佐和ちゃんは、和泉くんも昔とは違うんだし私を拒否した時のままじゃないかもしれないとは言うけれど。

高校の時拒絶された印象が強すぎて、慎重になってしまう。
もう拒まれたくないから、近づくのをためらってしまう。

だから、できるなら今のまま当たり障りなく過ごせればと思うけど……自分が気持ちを隠し通せるかが大きな課題で。

隠し通せないなら、絶対に和泉くんは私なんて想っていないって佐和ちゃんに言ってもらって、膨れ上がってる気持ちや期待をどうにか押さえ込んで潰そうとしたのに、それもしてもらえなくて。

最後の砦が崩れた思いで、テーブルの上に頭をつけて打ちひしがれる。
これからどうすればいいのかを考えると、このままめり込んでどこまでも沈んでいきそうだ。

「絶対に和泉くん気づくと思う……。

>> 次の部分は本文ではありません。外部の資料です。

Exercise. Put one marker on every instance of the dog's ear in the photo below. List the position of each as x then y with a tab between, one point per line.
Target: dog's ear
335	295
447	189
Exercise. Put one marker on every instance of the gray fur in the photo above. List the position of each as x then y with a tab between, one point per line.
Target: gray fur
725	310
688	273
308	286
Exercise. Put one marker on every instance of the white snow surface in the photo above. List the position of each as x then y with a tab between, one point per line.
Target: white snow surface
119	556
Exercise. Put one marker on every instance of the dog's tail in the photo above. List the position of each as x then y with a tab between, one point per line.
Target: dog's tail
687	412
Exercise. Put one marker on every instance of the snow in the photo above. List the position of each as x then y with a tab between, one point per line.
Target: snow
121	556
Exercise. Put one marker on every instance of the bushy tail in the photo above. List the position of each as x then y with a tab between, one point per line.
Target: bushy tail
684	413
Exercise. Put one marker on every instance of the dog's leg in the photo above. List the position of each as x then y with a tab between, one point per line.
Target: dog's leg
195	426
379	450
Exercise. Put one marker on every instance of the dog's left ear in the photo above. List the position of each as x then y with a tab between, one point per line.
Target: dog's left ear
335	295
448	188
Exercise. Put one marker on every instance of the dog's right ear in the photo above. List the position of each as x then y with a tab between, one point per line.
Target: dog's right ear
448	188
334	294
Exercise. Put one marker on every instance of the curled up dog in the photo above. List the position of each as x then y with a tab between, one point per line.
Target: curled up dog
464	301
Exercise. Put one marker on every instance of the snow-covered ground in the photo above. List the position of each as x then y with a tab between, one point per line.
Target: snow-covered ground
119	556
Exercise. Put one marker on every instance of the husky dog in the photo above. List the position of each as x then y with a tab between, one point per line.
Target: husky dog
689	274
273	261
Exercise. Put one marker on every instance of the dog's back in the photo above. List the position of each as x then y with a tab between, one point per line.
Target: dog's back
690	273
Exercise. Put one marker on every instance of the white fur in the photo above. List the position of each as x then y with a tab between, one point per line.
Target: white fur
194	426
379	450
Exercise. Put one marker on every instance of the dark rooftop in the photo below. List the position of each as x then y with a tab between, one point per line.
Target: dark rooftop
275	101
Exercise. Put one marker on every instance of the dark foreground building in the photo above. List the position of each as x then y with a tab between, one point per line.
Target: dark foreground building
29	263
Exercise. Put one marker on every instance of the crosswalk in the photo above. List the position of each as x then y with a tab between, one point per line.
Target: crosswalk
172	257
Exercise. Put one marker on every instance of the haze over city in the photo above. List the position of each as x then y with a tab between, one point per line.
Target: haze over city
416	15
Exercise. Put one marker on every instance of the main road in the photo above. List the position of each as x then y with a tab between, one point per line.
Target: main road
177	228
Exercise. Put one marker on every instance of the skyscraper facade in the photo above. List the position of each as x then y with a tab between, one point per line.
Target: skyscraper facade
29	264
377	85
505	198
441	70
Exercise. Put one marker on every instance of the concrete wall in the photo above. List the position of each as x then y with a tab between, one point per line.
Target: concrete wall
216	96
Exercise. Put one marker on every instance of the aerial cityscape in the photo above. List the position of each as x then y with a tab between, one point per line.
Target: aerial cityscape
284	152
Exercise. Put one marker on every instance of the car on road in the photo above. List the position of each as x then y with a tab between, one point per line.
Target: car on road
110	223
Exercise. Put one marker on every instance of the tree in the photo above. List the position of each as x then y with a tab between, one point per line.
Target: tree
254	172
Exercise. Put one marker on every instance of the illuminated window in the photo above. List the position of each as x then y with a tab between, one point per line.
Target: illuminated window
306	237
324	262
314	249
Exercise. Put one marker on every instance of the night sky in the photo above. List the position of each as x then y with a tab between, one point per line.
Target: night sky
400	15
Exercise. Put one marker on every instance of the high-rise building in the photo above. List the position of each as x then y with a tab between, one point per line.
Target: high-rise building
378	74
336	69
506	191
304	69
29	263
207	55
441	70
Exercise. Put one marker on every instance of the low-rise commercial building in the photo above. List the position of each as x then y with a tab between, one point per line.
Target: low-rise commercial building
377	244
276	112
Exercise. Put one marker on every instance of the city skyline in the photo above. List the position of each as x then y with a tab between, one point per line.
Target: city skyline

私隠せないもん。隠してるつもりでも出てるもん、いつも……」
「まぁ、だろうね。莉子は恋愛感情に限らずすべての事において隠し事できないから」
「じゃあダメじゃない! 気持ちバレて気まずくなって終わりじゃない!」
「なんで? 気持ちバレて実は両思いかもしれないでしょ」
「だから、和泉くんは私の事なんて……っ」

顔を上げてそう言いかけて、もういいと会話を終了させた。